Reputation: 614
I am converting code from python 2 into python 3. The array was originally saved in python 2. As part of some of my code I load an array of strings that I have saved. In python 2, I can simply load it as
arr = np.load("path_to_string.npy")
and it gives me
arr = ['str1','str2' etc...]
however, when i do the same in python 3, it doesn't work and I get instead.

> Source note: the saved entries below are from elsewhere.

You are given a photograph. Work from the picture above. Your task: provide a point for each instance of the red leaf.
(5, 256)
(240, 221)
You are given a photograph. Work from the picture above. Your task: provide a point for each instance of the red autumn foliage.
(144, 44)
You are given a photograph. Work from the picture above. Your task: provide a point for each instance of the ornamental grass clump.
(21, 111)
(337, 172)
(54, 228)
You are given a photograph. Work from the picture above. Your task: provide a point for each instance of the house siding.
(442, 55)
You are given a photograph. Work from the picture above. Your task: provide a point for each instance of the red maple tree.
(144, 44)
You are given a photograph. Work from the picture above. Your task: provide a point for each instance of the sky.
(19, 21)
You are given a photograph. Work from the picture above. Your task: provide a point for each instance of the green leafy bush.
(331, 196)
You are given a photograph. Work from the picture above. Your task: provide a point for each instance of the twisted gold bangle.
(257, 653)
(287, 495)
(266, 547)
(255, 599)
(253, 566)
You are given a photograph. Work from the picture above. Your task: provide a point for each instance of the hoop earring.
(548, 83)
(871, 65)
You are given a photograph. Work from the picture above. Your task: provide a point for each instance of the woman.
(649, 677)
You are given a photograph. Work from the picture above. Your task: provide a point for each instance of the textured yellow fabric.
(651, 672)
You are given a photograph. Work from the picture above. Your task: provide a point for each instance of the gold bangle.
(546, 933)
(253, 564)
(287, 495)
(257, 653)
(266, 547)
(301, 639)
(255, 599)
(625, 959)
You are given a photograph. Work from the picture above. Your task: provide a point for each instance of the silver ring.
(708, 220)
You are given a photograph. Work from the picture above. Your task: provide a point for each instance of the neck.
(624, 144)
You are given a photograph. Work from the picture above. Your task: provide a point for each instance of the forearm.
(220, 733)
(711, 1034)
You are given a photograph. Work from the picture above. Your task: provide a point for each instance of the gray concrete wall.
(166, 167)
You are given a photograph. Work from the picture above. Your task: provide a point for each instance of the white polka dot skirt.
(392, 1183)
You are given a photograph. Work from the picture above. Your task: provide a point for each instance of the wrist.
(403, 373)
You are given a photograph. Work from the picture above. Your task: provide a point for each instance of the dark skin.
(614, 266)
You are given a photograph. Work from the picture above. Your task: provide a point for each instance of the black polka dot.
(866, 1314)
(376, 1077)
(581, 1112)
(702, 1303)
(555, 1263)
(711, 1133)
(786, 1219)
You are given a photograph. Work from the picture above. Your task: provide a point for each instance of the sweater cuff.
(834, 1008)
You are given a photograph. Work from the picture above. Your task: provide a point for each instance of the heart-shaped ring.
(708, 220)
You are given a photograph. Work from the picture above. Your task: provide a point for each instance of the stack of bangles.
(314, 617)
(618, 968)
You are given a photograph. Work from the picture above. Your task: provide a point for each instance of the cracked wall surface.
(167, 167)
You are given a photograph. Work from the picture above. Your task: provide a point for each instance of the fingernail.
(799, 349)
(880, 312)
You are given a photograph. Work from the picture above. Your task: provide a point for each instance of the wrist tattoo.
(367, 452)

arr = [b'str1',b'str2' etc...]
which I take it means that the strings are stored as a different data type. I have tried to convert them using:
arr = [str(i) for i in arr]
but this just compounds the problem. Can someone explain why this happens and how to fix it? I'm sure its trivial, but am just drawing a blank?
Upvotes: 0
Views: 352
Reputation: 155323
To be clear, if they were str
s in Python 2, then bytes
in Python 3 is the "correct" type, in the sense that both of them store byte data; if you wanted arbitrary text data, you would use unicode
in Python 2.
For numpy
, this is really the correct behavior; numpy
doesn't want to silently convert from bytes-oriented data to text-oriented data (among other issues, doing so will bloat the memory usage by a factor of 4x, since fixed width representations of all Unicode characters use four bytes per character). If you really want to change from bytes
to str
, you can explicitly cast it, though it's a little bit hacky:
>>> arr # Original version
array([[b'abc', b'123'],
[b'foo', b'bar']], dtype='|S3')
>>> arr = arr.astype('U') # Cast from "[S]tring" to "[U]nicode" equivalent
>>> arr
array([['abc', '123'],
['foo', 'bar']], dtype='<U3')
Upvotes: 2